C1q, C1r, C1s, C3, C4 and CĪ IA were determined by electroimmunoassay in sera from 150 patients with chronic urticaria or angioedema. Abnormal C1q and C1s levels were found in about 30% of the patients. In seven sera C1r was not measurable due to the appearance of diffuse precipitates. The levels of C3 and/or C4 were decreased in five sera with aberrations of C1 subcomponents in the electroimmunoassay.
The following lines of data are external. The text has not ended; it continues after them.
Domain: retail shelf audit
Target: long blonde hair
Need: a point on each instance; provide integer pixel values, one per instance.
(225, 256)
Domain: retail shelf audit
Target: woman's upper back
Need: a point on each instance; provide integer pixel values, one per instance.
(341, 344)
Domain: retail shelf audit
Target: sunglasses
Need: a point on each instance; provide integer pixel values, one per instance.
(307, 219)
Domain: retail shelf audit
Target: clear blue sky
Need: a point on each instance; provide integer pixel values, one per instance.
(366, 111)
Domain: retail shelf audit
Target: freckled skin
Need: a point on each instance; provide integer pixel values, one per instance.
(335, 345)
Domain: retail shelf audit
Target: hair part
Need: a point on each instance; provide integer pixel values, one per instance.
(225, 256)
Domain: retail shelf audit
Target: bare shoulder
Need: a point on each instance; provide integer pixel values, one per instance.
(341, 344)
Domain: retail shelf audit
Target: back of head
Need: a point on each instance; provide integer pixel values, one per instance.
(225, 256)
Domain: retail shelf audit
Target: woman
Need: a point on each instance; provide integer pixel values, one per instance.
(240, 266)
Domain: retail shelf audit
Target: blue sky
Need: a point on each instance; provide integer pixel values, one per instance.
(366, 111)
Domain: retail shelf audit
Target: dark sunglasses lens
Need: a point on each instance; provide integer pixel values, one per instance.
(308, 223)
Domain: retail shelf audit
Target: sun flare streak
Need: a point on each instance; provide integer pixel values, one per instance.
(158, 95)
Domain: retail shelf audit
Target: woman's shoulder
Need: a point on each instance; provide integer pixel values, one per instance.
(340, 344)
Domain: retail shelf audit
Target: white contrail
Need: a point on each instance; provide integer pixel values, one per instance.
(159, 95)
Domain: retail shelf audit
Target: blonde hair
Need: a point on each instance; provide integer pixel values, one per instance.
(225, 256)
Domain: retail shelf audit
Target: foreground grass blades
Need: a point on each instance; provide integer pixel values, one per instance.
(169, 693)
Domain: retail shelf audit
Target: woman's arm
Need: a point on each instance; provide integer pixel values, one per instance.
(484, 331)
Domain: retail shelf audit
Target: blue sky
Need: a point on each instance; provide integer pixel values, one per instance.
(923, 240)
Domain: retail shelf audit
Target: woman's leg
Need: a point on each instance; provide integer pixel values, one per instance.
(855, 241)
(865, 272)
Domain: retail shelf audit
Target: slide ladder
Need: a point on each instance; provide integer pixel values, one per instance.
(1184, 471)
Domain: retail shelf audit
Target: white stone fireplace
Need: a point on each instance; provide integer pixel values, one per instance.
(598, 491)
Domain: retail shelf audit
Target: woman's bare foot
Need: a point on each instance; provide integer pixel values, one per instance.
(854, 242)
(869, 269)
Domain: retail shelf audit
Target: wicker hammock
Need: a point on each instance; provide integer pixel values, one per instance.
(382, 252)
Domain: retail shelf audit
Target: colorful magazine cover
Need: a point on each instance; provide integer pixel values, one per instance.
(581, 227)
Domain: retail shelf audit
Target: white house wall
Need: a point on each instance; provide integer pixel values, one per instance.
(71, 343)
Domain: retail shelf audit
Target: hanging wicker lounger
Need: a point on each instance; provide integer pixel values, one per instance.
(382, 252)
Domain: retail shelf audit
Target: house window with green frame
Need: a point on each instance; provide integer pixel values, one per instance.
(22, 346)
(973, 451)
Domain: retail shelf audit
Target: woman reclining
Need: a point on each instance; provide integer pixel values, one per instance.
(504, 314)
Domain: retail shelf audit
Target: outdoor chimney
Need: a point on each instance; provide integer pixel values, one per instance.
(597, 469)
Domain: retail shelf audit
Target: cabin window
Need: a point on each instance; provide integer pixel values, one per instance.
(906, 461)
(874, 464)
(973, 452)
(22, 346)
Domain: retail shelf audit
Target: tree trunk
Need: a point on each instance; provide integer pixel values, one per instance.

None of the patients showed reduced CĪ IA levels in the electroimmunoassay. The presence in sera of abnormal C1 subcomponent complexes was studied by crossed immunoelectrophoresis. Sera from 11% of the patients contained C1r-C1 complexes. Increased amounts of α₂ complexes (CĪr-CĪs-CĪ IA) were found in 33% of the patients. A major part of the C1q in sera yielding abnormal C1r precipitates had the same electrophoretic mobility as isolated C1q and was not associated with the C1qrs complex. C1 activity in hemolytic tests was low in these sera as well as in sera with decreased C1q levels. In the esterolytic assay for C1 IA low values were found in 14 patients. Repeated sampling and family studies in appropriate cases gave no evidence for genetically determined deficiencies of C1q, C1r or CĪ IA.